A more daring choice? Cut that damned frakking bombastic prologue. We don’t care about Krypton, at least not right now. Then the first scene of the movie is the crab boat, with the greenhorn who it turns out is invincible and super strong. We get his story — he’s always moving, helping people and vanishing, because he doesn’t know what else to do with his power. There are flashbacks showing that he’s been grappling with these questions his whole life. We get the revelation — just like he did — that he’s from outer space. His first encounter with Kryptonian technology becomes our first encounter with Kryptonian technology. And his first glimpse of Jor El is also our first glimpse of Jor El. And finally, his questions — where am I from, who am I? — start to get some answers. We’re right there with him, we’re engaged, we care, his story is the one we want to know more of. We’re also following the same trail of clues that Lois is — I actually loved that, her finding him just by knowing where to look for a good story. And I think that ending — where she really does know that Clark is Superman the whole time and she’s consciously, purposefully covering for him — is effing brilliant.

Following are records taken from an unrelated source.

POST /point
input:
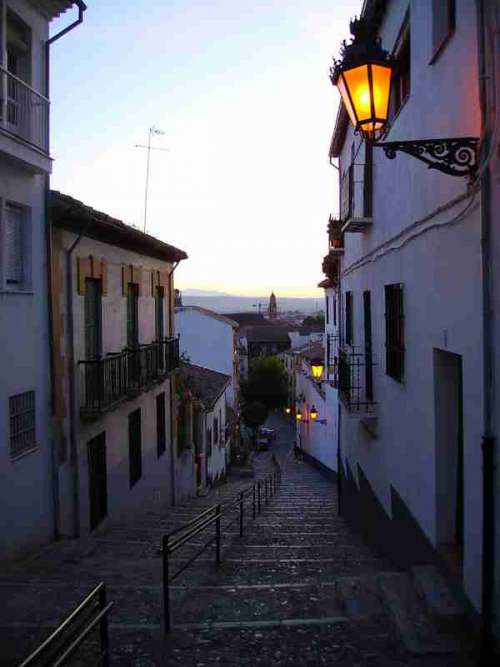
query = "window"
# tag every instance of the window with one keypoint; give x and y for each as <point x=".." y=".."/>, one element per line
<point x="401" y="77"/>
<point x="93" y="319"/>
<point x="209" y="442"/>
<point x="135" y="446"/>
<point x="443" y="25"/>
<point x="133" y="315"/>
<point x="16" y="247"/>
<point x="22" y="423"/>
<point x="159" y="312"/>
<point x="394" y="332"/>
<point x="182" y="427"/>
<point x="348" y="319"/>
<point x="216" y="431"/>
<point x="161" y="431"/>
<point x="367" y="311"/>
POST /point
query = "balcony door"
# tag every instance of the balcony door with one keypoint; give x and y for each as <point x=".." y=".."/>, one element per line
<point x="98" y="491"/>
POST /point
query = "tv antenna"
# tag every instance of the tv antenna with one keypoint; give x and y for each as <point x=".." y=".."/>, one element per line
<point x="152" y="131"/>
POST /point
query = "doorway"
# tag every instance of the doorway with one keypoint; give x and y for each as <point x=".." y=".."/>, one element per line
<point x="448" y="396"/>
<point x="98" y="492"/>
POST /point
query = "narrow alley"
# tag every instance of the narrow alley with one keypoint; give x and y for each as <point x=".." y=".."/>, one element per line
<point x="299" y="589"/>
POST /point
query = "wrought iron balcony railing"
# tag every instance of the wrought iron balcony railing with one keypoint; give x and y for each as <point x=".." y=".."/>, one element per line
<point x="23" y="112"/>
<point x="355" y="380"/>
<point x="107" y="381"/>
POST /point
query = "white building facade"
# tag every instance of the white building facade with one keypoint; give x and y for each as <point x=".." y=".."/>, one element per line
<point x="209" y="340"/>
<point x="27" y="450"/>
<point x="411" y="278"/>
<point x="116" y="357"/>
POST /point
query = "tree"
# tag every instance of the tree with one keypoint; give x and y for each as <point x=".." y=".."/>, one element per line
<point x="267" y="383"/>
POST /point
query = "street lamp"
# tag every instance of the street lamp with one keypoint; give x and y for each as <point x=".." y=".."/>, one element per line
<point x="363" y="77"/>
<point x="317" y="368"/>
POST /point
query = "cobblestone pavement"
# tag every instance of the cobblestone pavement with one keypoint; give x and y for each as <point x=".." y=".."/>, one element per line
<point x="300" y="588"/>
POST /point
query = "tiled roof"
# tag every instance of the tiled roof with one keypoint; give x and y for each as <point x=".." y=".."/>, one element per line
<point x="205" y="384"/>
<point x="209" y="313"/>
<point x="77" y="217"/>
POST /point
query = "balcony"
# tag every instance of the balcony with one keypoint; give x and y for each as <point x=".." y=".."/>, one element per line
<point x="355" y="198"/>
<point x="24" y="121"/>
<point x="355" y="381"/>
<point x="106" y="382"/>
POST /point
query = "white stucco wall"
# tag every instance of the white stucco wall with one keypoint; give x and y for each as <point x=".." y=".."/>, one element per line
<point x="438" y="264"/>
<point x="208" y="342"/>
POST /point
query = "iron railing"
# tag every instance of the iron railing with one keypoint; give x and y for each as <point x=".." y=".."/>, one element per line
<point x="23" y="111"/>
<point x="66" y="639"/>
<point x="108" y="380"/>
<point x="354" y="368"/>
<point x="254" y="497"/>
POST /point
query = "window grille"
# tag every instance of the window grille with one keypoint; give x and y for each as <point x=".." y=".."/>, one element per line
<point x="161" y="431"/>
<point x="348" y="318"/>
<point x="394" y="332"/>
<point x="22" y="423"/>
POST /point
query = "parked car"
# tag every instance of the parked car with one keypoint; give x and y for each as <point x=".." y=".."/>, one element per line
<point x="265" y="437"/>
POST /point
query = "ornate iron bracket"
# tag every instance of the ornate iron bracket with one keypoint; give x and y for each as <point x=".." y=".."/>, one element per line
<point x="455" y="157"/>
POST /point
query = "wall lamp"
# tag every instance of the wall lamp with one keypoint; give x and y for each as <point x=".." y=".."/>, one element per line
<point x="363" y="76"/>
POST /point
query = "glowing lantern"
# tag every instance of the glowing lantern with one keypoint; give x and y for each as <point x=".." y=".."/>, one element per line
<point x="363" y="77"/>
<point x="317" y="368"/>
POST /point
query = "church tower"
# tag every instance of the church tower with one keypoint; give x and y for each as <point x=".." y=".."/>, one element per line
<point x="273" y="308"/>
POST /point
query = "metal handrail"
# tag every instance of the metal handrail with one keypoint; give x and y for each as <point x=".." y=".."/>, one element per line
<point x="3" y="70"/>
<point x="99" y="594"/>
<point x="271" y="484"/>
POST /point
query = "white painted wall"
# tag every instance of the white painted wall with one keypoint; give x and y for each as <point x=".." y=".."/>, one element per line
<point x="411" y="242"/>
<point x="26" y="505"/>
<point x="209" y="342"/>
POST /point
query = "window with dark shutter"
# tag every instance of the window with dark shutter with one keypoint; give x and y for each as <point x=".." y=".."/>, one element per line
<point x="443" y="25"/>
<point x="394" y="332"/>
<point x="159" y="312"/>
<point x="348" y="318"/>
<point x="133" y="315"/>
<point x="22" y="423"/>
<point x="13" y="239"/>
<point x="135" y="446"/>
<point x="401" y="78"/>
<point x="161" y="430"/>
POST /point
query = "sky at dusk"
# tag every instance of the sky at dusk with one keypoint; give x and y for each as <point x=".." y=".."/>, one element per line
<point x="241" y="91"/>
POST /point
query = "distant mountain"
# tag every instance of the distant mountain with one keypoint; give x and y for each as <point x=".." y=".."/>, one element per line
<point x="225" y="303"/>
<point x="197" y="292"/>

And it gets better, because Clark/Kal is offered a choice at the big climactic scene: Earth or Krypton? And he’s in a totally unique position to make the choice that he does: “Krypton had its chance.” He realizes, as Zod doesn’t, that authority-driven Kryptonians like Zod and his father make choices that will always ultimately destroy their world. He can’t let them go down that road again, especially because he knows how valuable Earth is. And I would have loved loved loved to see what that scene looked like having no more information about that backstory than Clark does. I want to see that scene with Clark as the true protagonist and not a sideline to the Jor El-Zod conflict.
The prologue doesn’t reveal anything. It doesn’t tell us anything that becomes revelatory later on. It doesn’t give us any information that isn’t later explained by Zod or by holo-Jor El. It’s beautiful, certainly. But you cut it out and the rest of the movie remains completely unchanged. That means it needs to go. (I could say that about a half dozen or so other short scenes in the movie, but this is the big one.)
Like Spider-Man, the story here is about how “with great power comes great responsibility.” And that should be Clark’s story, from start to finish.
I could keep going but I won’t. You get the idea.